🤖 AI Summary
This study reveals a significant language dependency in audio DeepFake detection models: state-of-the-art English-pretrained models exhibit severe generalization failure on non-English languages.
Method: To address this, we introduce the first multilingual benchmark for audio DeepFake detection, systematically evaluating cross-lingual transfer performance across 12 languages. Building upon mainstream detection architectures, we compare cross-lingual adaptation strategies—including fine-tuning, feature alignment, and data augmentation—while rigorously controlling target-language data volume to quantify its impact.
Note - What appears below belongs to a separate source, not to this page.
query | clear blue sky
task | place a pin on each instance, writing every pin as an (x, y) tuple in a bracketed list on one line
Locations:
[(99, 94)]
Contribution/Results: Experiments demonstrate that (1) detection accuracy varies substantially across languages; (2) even minimal target-language data yields substantial accuracy gains; and (3) language-aware modeling is critical for multilingual robustness. This work provides the first empirical evidence of fundamental language bias in audio DeepFake detection, establishing both theoretical foundations and practical pathways toward truly multilingual-robust detection systems.
📝 Abstract
Since the majority of audio DeepFake (DF) detection methods are trained on English-centric datasets, their applicability to non-English languages remains largely unexplored. In this work, we present a benchmark for the multilingual audio DF detection challenge by evaluating various adaptation strategies. Our experiments focus on analyzing models trained on English benchmark datasets, as well as intra-linguistic (same-language) and cross-linguistic adaptation approaches. Our results indicate considerable variations in detection efficacy, highlighting the difficulties of multilingual settings. We show that limiting the dataset to English negatively impacts the efficacy, while stressing the importance of the data in the target language.